Monday, Oct. 05, 1953

Assurances

The fall leaves turned gold, the swallows arrowed south, and the world's statesmen came back from the beaches and the mountains to the cares of a new season. The cares were still dismally the same--they had taken no vacation--but the atmosphere around them was changed.

Summer had begun with Moscow's peace offensive running full blast. Fall was beginning with stirrings which could, without much stretching, be called a Western peace offensive. The movement was loose and vague, but it somehow fell together around one word: assurances.

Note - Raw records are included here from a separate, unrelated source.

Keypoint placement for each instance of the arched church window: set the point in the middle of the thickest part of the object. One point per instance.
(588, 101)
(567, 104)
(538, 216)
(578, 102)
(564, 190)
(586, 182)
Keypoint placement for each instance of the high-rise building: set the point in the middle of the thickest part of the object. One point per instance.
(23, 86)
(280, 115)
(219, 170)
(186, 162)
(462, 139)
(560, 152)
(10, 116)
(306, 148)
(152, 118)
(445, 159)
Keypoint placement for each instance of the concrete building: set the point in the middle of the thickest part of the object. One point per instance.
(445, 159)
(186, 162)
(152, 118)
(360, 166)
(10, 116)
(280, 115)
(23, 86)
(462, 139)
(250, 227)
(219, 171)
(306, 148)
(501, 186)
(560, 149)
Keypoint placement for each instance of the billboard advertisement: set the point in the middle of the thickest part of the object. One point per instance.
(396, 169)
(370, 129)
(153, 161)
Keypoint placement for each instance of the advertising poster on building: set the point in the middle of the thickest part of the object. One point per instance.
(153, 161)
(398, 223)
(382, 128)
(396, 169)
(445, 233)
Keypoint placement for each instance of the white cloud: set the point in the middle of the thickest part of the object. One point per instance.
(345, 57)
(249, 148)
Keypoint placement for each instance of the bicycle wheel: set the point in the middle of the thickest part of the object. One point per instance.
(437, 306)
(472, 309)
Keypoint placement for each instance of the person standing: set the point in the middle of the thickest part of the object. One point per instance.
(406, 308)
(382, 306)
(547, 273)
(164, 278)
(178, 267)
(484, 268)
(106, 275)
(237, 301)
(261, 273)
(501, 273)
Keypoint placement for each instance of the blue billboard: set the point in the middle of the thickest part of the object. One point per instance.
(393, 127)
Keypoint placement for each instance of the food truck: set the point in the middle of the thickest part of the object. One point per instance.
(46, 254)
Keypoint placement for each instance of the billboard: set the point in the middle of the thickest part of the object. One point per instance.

In their public pronouncements and private talks, Western diplomats last week repeated the word again and again--assurances that will convince Russia that the West wants peace, assurances against renewed fighting in Korea, assurances to quiet France's fears of reborn Germany. Britain's Winston Churchill spoke up again for four-power talks to negotiate Locarno-type assurances between Russia and the West. At the U.N., where U.S. Secretary of State Dulles had set the tone by recognizing Russia's right to assurances against hostile encirclement (TIME, Sept. 28), France's Maurice Schumann carried the matter further. "No nation understands better than France what the haunting fear of invasion and the obsessive longing for security can mean," said he. He turned pointedly to Russia's Andrei Vishinsky. "I assure you, you will find us ready to seek with you ... a guarantee against the modification by force of existing boundaries." Schumann also thought he saw hope of negotiating peace in Indo-China (see below).

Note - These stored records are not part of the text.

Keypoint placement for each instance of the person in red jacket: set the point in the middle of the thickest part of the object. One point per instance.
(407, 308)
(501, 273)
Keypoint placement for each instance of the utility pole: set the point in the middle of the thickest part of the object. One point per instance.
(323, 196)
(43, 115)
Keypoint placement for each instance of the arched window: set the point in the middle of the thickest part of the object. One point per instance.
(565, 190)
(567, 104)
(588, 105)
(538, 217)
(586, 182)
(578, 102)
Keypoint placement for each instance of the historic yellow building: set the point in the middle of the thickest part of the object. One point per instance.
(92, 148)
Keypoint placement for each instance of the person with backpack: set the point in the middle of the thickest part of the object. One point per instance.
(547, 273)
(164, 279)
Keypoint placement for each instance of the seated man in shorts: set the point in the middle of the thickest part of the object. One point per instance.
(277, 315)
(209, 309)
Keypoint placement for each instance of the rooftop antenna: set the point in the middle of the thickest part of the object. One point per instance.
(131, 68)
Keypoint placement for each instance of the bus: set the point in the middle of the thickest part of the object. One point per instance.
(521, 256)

The U.N. talked of a new plan to neutralize Korea and exchange mutual assurances with the Communists against renewed aggression there. In Western Europe, allied diplomats concentrated on ways to reassure hesitant France that it can safely unite with Germany in the EDC (see below), while France took pains to tell Russia--as did Germany's Konrad Adenauer before them--that assurances can be negotiated to convince Moscow of EDC's peaceful purpose.

If all the talk meant what it seemed to mean, the West was embarked on a real effort to test Russia at the negotiating tables.